Volume I gave you diagonalization: an operator A is diagonalizable when it has an eigenbasis, so A = P D P^-1. But two things were left unsettled. First, not every operator diagonalizes at all — defective ones don't. Second, even when P exists, its columns are usually just *some* basis: not orthogonal, so P^-1 is an awkward inverse rather than a clean transpose.

The spectral theorem fixes both defects at once for a special class of operators. For these operators an orthonormal basis of eigenvectors *always* exists, so the change-of-basis matrix is an orthogonal matrix Q with Q^-1 = Q^T. Diagonalization becomes A = Q D Q^T — geometry-preserving, numerically stable, and unconditionally guaranteed.

Symmetric means self-adjoint

The special class is the symmetric (real) operators: A = A^T. The reason this matters is that symmetry is the matrix shadow of an inner-product condition. A real operator is *self-adjoint* when <Ax, y> = <x, Ay> for all x, y, and over R^n with the standard dot product that is exactly A = A^T. The spectral theorem for self-adjoint operators is best stated in this inner-product language because it is the symmetry, not the bookkeeping, that does the work.

Why eigenvalues are real (the one-line argument):

  let A v = lambda v,  v != 0.  Take the inner product with v:
      lambda <v, v>  =  <A v, v>  =  <v, A v>  =  conj(lambda) <v, v>
  since <v, v> > 0,  lambda = conj(lambda)  =>  lambda is REAL.

Why eigenvectors are orthogonal across distinct eigenvalues:

  A u = a u,  A w = b w,  a != b:
      a <u, w> = <A u, w> = <u, A w> = b <u, w>
      (a - b) <u, w> = 0   and a != b   =>   <u, w> = 0.

Self-adjointness forces real eigenvalues and orthogonal eigenvectors.

The real spectral theorem, stated and used

Putting it together: a real operator is orthogonally diagonalizable if and only if it is symmetric. That is the real spectral theorem, and the matrix form is the orthogonal eigendecomposition A = Q D Q^T with Q orthogonal and D real diagonal. There is no multiplicity test to pass and no field to worry about — symmetry alone delivers a full orthonormal eigenbasis, even when eigenvalues repeat.

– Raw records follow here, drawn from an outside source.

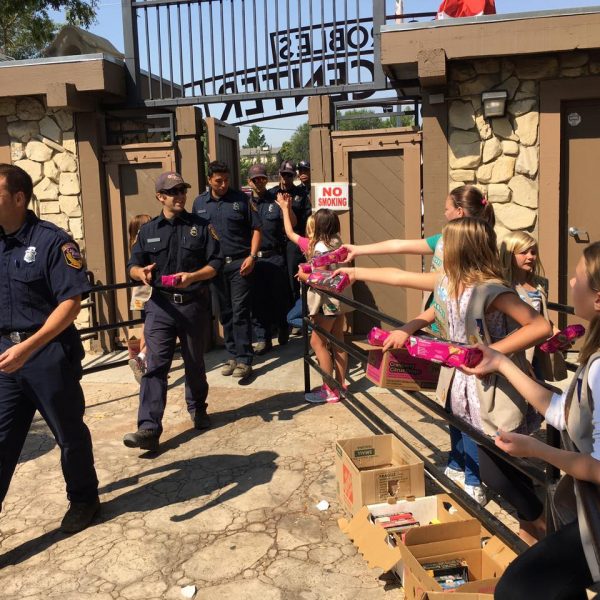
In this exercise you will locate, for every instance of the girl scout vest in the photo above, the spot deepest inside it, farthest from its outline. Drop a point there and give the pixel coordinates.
(574, 498)
(501, 406)
(552, 366)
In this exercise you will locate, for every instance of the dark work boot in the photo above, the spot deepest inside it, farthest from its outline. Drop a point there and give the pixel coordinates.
(200, 420)
(146, 439)
(79, 516)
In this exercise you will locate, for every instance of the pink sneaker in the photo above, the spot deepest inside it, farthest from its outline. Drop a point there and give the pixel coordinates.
(322, 395)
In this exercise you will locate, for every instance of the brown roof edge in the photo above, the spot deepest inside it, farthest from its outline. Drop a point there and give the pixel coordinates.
(99, 73)
(492, 35)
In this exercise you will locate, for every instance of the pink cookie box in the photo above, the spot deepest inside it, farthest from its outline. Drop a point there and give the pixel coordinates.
(170, 280)
(397, 369)
(377, 336)
(325, 281)
(563, 339)
(449, 354)
(328, 258)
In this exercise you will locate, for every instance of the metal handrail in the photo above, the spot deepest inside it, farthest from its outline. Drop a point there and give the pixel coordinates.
(545, 478)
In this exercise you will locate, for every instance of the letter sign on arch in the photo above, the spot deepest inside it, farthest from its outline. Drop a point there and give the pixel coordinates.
(332, 195)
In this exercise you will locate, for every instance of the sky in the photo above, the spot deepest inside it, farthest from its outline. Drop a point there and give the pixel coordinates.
(109, 20)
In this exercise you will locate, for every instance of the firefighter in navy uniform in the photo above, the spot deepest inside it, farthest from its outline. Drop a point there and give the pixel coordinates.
(304, 177)
(301, 210)
(238, 228)
(42, 282)
(272, 298)
(183, 245)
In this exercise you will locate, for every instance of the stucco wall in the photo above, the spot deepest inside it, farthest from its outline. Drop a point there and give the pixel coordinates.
(501, 156)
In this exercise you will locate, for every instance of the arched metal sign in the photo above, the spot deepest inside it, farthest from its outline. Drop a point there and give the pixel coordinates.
(239, 53)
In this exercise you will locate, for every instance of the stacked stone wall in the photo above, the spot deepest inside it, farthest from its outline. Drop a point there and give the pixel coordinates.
(501, 155)
(43, 143)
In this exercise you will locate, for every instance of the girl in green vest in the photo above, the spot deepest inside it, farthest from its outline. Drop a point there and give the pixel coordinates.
(473, 302)
(566, 562)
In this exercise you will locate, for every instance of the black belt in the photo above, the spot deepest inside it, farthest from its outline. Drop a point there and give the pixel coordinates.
(268, 253)
(179, 298)
(230, 259)
(16, 337)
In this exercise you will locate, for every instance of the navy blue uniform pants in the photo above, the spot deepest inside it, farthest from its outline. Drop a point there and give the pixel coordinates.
(271, 298)
(234, 296)
(165, 322)
(293, 257)
(48, 382)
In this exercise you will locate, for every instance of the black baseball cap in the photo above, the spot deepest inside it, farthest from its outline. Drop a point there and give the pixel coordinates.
(169, 180)
(287, 167)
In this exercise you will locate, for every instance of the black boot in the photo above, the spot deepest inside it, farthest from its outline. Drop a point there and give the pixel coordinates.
(79, 516)
(146, 439)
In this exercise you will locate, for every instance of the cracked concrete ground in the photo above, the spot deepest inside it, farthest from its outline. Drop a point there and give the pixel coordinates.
(231, 510)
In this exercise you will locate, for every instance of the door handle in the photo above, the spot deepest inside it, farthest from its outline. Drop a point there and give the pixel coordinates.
(580, 236)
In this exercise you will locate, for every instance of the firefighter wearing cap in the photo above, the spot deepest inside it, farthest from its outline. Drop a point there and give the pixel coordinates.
(42, 284)
(301, 210)
(238, 228)
(272, 298)
(176, 253)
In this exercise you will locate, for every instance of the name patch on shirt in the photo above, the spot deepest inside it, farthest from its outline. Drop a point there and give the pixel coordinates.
(30, 254)
(72, 255)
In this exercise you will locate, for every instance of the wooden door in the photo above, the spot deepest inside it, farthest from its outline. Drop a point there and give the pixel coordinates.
(579, 224)
(131, 171)
(378, 213)
(223, 144)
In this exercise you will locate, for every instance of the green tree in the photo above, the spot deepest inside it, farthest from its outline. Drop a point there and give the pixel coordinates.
(26, 26)
(256, 138)
(297, 148)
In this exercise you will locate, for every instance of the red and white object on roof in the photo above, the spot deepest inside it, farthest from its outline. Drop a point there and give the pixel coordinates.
(450, 9)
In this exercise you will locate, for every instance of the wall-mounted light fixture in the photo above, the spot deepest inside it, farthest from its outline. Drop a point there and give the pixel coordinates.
(494, 103)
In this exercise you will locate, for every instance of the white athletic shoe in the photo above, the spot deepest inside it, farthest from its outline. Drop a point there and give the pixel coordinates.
(477, 492)
(456, 475)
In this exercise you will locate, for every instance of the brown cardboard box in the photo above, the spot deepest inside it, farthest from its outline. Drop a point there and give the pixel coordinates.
(460, 540)
(374, 468)
(373, 542)
(398, 369)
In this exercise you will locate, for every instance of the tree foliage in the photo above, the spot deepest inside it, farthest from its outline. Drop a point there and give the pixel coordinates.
(256, 138)
(297, 148)
(361, 118)
(26, 26)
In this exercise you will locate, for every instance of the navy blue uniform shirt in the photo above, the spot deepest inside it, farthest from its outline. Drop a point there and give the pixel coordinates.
(273, 230)
(233, 218)
(183, 244)
(40, 267)
(300, 205)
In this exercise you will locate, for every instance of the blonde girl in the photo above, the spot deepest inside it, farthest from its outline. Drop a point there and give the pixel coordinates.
(522, 267)
(566, 562)
(326, 312)
(472, 301)
(139, 296)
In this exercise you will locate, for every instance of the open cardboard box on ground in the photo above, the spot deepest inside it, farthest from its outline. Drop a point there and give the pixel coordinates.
(373, 541)
(459, 540)
(398, 369)
(372, 469)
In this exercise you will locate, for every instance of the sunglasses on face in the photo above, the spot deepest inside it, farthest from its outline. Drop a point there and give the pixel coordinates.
(174, 191)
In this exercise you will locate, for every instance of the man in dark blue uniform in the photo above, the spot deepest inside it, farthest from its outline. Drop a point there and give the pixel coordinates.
(176, 253)
(42, 282)
(272, 298)
(304, 177)
(301, 210)
(238, 228)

A = [2, 1; 1, 2]            # symmetric:  A = A^T

characteristic poly: det(A - x I) = (2 - x)^2 - 1 = x^2 - 4x + 3
  eigenvalues:  lambda_1 = 3,  lambda_2 = 1   (both real, as promised)

eigenvectors:
  lambda = 3:  (A - 3I) v = 0  ->  v_1 = (1, 1)
  lambda = 1:  (A - 1I) v = 0  ->  v_2 = (1, -1)
  check <v_1, v_2> = 1 - 1 = 0   -> already orthogonal!

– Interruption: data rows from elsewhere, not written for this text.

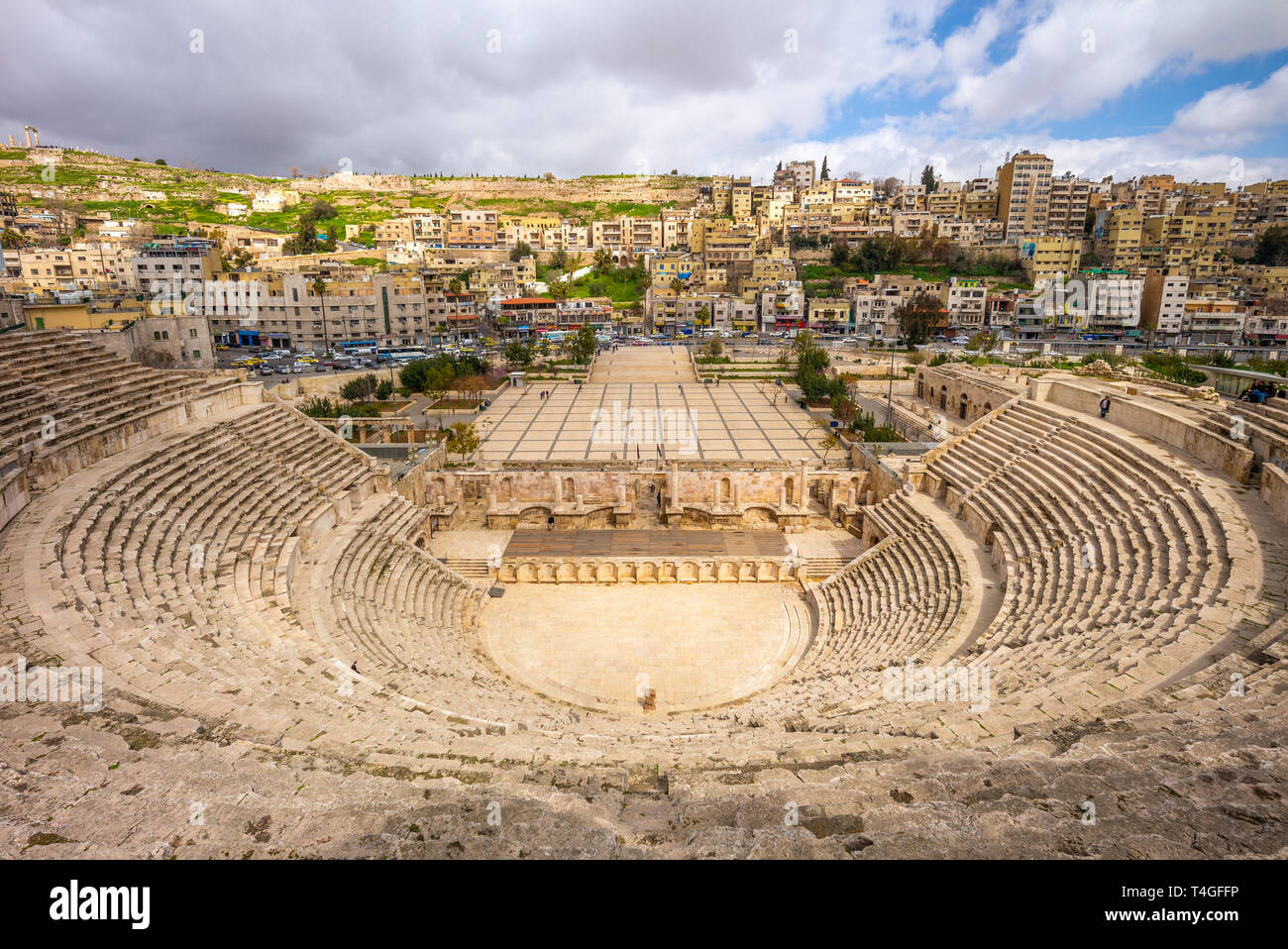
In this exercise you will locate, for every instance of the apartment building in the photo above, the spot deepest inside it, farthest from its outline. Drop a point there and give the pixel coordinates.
(849, 192)
(1207, 321)
(1162, 303)
(964, 299)
(377, 309)
(1024, 194)
(741, 200)
(677, 228)
(175, 259)
(979, 205)
(81, 266)
(1266, 329)
(627, 235)
(1044, 258)
(721, 194)
(1119, 233)
(804, 174)
(829, 314)
(394, 231)
(471, 228)
(944, 204)
(782, 307)
(1067, 207)
(273, 200)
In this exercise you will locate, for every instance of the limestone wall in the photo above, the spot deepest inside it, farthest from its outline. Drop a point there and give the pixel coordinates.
(1274, 490)
(960, 394)
(13, 489)
(648, 571)
(1149, 419)
(64, 459)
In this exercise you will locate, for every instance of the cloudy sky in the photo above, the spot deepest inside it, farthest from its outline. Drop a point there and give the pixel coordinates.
(1194, 88)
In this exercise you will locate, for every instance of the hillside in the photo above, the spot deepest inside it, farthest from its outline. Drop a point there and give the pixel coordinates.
(115, 187)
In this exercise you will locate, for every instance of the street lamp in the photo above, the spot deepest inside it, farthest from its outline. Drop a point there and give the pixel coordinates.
(890, 394)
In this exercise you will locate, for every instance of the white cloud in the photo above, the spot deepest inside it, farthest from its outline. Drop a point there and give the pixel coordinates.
(581, 88)
(1236, 112)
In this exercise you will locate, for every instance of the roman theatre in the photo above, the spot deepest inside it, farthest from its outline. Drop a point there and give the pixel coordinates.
(647, 614)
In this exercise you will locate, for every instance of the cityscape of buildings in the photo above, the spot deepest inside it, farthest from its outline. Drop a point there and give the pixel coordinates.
(1158, 261)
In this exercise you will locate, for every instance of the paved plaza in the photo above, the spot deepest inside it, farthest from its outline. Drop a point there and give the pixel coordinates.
(691, 421)
(643, 365)
(599, 645)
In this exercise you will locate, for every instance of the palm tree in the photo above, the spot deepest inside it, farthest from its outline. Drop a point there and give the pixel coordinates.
(318, 287)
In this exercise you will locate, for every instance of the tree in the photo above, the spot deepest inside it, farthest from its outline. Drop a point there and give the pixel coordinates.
(829, 441)
(463, 439)
(844, 408)
(471, 386)
(584, 346)
(318, 287)
(360, 389)
(518, 353)
(1271, 248)
(918, 317)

normalize and stack into Q:
  q_1 = (1,  1)/sqrt(2),  q_2 = (1, -1)/sqrt(2)
  Q = [ 1/sqrt2,  1/sqrt2 ;  1/sqrt2, -1/sqrt2 ]    (Q^T Q = I)

then  A = Q D Q^T  with  D = diag(3, 1).

A symmetric 2x2 diagonalized orthogonally: A = Q D Q^T.

Notice the eigenvectors came out orthogonal for free. When an eigenvalue repeats, its eigenspace is multi-dimensional and you choose any Gram-Schmidt-orthonormalized basis inside it; eigenspaces for different eigenvalues are already orthogonal, so the pieces fit together into one orthonormal eigenbasis. The subtleties of the real theorem all concern this repeated-eigenvalue freedom — we will see the complex story in Guide 2.